Wednesday, May 01, 2013

The Next Biggest Rigging Scandal

If you read this space regularly you have heard of the LIBOR rate fixing scandal.  Now, Rollingstone's Matt Taibbi reports about the next biggest rigging scheme in world finance. According to Taibbi, word has leaked out from London, the seeming capital of fixed finance, that ICAP, the world's largest broker of interest-rate swaps, is being investigated by the Commodity Futures Trading Commission (CFTC) for fixing a benchmark number (known as ISDAfix) used to calculate the price of interest rate swaps around the world.  The market for interest rates swaps is staggeringly huge, about $379 trillion. The alleged perpetrators are familiar names to those following the machinations of the world's new Illuminati, the brokers working for international banks too big to fail. Barclays, UBS, Bank of America, JPMorgan-Chase and RBS are implicated in the latest scandal to break in public. Anti-competitive behavior becomes the norm when lucrative incentives are given to employees to make profits regardless of the rules which are distressingly vague anyway. Both the LIBOR and this new scandal relate to the setting of interest rates central to a myriad of commercial and investment transactions and indicate the existence of an international conspiracy among banksters controlling huge concentrations of capital, to collude in the fixing of prices in supposedly free markets worldwide.

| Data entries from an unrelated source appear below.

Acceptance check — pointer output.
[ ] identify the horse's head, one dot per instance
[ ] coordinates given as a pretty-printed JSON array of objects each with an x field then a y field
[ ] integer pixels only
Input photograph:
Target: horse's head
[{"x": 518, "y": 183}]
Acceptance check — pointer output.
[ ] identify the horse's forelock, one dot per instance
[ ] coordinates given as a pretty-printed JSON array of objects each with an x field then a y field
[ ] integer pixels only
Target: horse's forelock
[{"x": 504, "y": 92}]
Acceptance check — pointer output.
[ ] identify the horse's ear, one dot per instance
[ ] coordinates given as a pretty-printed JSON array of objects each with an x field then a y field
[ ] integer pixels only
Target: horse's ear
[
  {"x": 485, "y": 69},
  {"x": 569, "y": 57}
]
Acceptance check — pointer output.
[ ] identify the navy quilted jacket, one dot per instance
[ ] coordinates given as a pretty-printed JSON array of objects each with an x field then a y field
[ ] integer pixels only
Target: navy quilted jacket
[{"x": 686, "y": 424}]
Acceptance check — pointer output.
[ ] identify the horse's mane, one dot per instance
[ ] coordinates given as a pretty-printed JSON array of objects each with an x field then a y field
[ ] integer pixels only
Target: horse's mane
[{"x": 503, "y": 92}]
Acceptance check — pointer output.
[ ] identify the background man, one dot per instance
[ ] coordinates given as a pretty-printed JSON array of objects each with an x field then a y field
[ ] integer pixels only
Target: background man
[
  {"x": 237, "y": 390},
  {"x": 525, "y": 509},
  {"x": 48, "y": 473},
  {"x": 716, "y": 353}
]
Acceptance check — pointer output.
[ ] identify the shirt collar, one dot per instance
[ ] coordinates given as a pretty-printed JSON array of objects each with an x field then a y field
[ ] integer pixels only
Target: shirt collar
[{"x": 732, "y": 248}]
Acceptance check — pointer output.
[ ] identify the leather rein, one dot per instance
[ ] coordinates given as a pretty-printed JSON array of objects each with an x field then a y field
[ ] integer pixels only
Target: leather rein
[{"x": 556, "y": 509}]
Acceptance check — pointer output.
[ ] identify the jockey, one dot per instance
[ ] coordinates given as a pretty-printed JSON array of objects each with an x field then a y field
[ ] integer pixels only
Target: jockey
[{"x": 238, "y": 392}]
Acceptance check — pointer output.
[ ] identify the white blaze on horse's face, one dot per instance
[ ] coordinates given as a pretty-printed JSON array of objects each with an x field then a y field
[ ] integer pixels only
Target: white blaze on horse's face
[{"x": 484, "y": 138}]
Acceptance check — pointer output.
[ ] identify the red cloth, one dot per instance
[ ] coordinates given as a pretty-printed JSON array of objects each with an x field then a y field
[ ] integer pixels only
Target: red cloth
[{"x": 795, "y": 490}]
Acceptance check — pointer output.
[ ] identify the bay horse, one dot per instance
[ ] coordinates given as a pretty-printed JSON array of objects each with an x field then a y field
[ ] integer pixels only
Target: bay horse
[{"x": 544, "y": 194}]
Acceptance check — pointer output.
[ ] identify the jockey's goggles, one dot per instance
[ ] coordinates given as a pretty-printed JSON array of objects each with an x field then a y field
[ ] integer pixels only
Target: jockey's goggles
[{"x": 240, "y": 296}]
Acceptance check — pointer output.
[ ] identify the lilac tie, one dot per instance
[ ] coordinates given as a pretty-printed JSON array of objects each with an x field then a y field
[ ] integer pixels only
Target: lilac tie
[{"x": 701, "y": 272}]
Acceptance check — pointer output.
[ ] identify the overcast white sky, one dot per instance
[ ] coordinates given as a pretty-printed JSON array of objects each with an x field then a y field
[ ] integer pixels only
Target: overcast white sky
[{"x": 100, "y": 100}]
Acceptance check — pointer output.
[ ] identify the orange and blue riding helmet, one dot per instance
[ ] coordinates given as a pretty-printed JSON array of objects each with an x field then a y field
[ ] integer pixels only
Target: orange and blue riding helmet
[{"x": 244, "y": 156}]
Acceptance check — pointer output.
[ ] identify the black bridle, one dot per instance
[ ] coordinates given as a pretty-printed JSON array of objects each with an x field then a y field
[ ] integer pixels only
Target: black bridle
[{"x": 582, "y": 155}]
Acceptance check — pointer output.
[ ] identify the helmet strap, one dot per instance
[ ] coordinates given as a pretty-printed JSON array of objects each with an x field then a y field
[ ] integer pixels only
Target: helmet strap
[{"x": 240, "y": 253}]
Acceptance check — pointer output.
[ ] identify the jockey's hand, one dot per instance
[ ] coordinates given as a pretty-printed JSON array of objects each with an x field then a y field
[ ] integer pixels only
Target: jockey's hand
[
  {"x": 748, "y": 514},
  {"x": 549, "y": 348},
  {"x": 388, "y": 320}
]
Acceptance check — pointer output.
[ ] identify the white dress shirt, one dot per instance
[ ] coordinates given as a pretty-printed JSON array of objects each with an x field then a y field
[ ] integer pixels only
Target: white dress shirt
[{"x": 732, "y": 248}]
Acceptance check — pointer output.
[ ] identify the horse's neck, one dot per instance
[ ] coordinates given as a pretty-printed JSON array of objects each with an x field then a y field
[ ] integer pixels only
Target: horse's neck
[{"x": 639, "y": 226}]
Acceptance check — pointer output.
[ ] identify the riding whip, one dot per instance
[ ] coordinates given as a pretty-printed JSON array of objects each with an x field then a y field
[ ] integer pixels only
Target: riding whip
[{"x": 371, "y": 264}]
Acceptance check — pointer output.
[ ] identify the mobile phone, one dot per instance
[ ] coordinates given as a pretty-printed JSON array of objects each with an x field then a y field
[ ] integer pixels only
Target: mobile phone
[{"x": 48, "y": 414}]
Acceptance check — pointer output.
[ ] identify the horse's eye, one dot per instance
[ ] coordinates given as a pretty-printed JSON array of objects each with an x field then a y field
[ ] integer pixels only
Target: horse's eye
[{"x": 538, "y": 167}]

Like the Mafia, these banksters are compounding their anti-social behavior, and getting away with it scott free. At the end of March a federal district judge accepted the twisted logic of the defendants in a significant class action suit for LIBOR fixing when the case was dismissed because the banks never competed against each other in the setting of LIBOR rates; therefore no anti-trust violations could legally have been committed. In fact, LIBOR rates are set in private by a committee consisting of 18 representatives of major banks. No doubt their defense was ably represented by the nations most influential law firms that employ former high-level government officials like the previous chief of the Justice Department's criminal division, Lanny Bruer, the same attorney who told Frontline interviewers he was loath to prosecute bank executives for subprime mortgage fraud. Federal District Judge Buchwald basically told plaintiff investors damaged by LIBOR rate manipulation to get real.

For the LIBOR rigging by banks investigated by both British and American financial regulators, led by an American Justice Department more worried about "collateral consequences" for the economy, the banks were let they off with just relatively small fines: Barclays, $450 million; UBS, $1.5 billion; RBS $615 million. Chump change for banks raking in hundreds of billions in profits every year, and no criminal prosecutions of individuals involved in a scam that affected the entire industrial world. Sadly, with the same officials in charge of federal law enforcement there is no reason to believe this latest example of bankster collusion will be prosecuted to the fullest extent of the law. This will be the case even though pension funds, cities, companies, and individuals may have been damaged by interest rates swaps rigged by a small group of highly paid brokers with few morals, but a big appetite for day old sushi, working at a New Jersey trading desk dubbed "Treasure Island".